Une réunion internationale au cœur de la santé respiratoire
Du 27 au 29 avril 2026, un consortium d’experts mondiaux des cancers du poumon s’est réuni au siège de l’IARC (Centre international de recherche sur le cancer), à Lyon, sous l’égide de l’OMS (Organisation mondiale de la Santé).
Cette rencontre a réuni des spécialistes venus d’Amérique du Nord, d’Amérique du Sud, d’Asie, d’Europe et d’Australie. Leur objectif : actualiser la classification des cancers du poumon, qui sera prochainement utilisée à travers le monde.
Cette nouvelle classification vise à redéfinir les bases morphologiques et moléculaires des cancers du poumon. Les bases morphologiques correspondent à l’étude de l’aspect des cellules et des tissus au microscope. Les bases moléculaires concernent l’analyse des caractéristiques biologiques des cellules tumorales, notamment au niveau des gènes et des protéines.
Mieux diagnostiquer pour mieux traiter les patients
Le cancer du poumon reste le cancer le plus meurtrier dans le monde. Face aux avancées rapides de la recherche, il est essentiel d’adapter les outils de diagnostic afin d’améliorer la prise en charge des patients.
Cette nouvelle classification permettra d’intégrer les entités apparues ces quatre dernières années dans le domaine des cancers du poumon. Elle constituera un ouvrage de référence pour les pathologistes et les biologistes moléculaires du monde entier.
Les pathologistes sont les médecins spécialistes de l’analyse des cellules et des tissus.
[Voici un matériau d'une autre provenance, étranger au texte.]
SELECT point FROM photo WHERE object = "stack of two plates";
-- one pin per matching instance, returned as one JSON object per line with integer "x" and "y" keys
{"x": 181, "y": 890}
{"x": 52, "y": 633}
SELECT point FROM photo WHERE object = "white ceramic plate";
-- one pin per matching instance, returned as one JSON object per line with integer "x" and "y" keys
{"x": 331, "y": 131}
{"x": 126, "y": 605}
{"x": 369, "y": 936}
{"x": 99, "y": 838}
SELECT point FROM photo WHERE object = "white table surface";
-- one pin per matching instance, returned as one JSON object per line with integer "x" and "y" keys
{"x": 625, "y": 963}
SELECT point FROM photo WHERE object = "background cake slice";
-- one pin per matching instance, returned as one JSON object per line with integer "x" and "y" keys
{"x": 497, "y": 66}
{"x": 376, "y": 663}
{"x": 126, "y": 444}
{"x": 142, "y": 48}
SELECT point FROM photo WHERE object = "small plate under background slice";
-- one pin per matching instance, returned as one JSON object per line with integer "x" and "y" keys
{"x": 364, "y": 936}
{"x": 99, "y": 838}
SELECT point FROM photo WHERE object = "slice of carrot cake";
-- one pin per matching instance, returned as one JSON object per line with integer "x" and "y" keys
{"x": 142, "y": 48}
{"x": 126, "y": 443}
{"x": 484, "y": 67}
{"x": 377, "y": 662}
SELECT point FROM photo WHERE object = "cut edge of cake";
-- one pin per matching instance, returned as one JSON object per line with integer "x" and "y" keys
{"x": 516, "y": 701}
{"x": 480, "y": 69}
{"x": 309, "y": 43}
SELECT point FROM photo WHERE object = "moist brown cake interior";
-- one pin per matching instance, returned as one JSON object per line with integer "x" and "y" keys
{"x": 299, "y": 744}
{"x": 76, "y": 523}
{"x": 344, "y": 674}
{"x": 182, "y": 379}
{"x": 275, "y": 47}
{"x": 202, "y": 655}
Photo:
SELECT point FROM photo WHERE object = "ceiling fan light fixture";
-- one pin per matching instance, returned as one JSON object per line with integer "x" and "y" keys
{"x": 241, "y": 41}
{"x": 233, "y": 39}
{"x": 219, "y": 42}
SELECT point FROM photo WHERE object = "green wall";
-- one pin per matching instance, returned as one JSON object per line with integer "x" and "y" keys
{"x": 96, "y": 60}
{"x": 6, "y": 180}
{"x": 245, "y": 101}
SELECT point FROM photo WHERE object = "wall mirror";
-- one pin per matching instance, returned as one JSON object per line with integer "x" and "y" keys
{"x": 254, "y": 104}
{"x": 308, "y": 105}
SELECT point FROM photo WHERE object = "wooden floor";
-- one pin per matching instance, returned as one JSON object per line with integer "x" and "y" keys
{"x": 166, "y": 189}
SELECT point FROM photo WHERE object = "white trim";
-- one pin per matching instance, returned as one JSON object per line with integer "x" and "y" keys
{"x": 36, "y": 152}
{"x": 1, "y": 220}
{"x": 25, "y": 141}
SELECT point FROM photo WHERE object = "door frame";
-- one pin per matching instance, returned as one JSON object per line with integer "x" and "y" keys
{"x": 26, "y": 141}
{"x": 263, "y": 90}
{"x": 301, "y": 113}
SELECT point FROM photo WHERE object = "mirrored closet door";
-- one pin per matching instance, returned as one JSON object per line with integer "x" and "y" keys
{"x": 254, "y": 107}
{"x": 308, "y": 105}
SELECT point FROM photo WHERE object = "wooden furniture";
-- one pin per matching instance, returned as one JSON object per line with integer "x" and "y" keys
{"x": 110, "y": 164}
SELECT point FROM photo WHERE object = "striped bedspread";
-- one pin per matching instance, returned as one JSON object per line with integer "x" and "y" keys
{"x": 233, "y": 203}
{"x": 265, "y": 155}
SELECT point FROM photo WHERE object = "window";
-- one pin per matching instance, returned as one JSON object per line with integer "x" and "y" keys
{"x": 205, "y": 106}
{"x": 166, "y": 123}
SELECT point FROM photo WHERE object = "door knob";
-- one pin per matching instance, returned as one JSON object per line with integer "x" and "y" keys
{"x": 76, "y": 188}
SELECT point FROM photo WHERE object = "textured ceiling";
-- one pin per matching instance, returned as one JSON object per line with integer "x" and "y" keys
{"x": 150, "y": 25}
Les biologistes moléculaires étudient, quant à eux, les mécanismes biologiques à l’échelle des molécules, comme l’ADN ou les protéines.
Le Pr Paul Hofman, représentant français au sein du consortium
Parmi les experts mobilisés, la France était représentée par le Pr Paul Hofman, directeur de l’IHU RespirERA à Nice.
Sa mission au sein de ce groupe international était de créer un nouveau chapitre consacré aux marqueurs moléculaires prédictifs de réponse aux thérapeutiques de la médecine personnalisée.
Ces marqueurs moléculaires sont des caractéristiques biologiques observées dans la tumeur. Ils permettent d’aider les médecins à identifier les traitements les plus adaptés à chaque patient, en fonction du profil de son cancer. C’est l’un des principes majeurs de la médecine personnalisée : proposer une prise en charge plus ciblée, plus précise et mieux adaptée à chaque patient.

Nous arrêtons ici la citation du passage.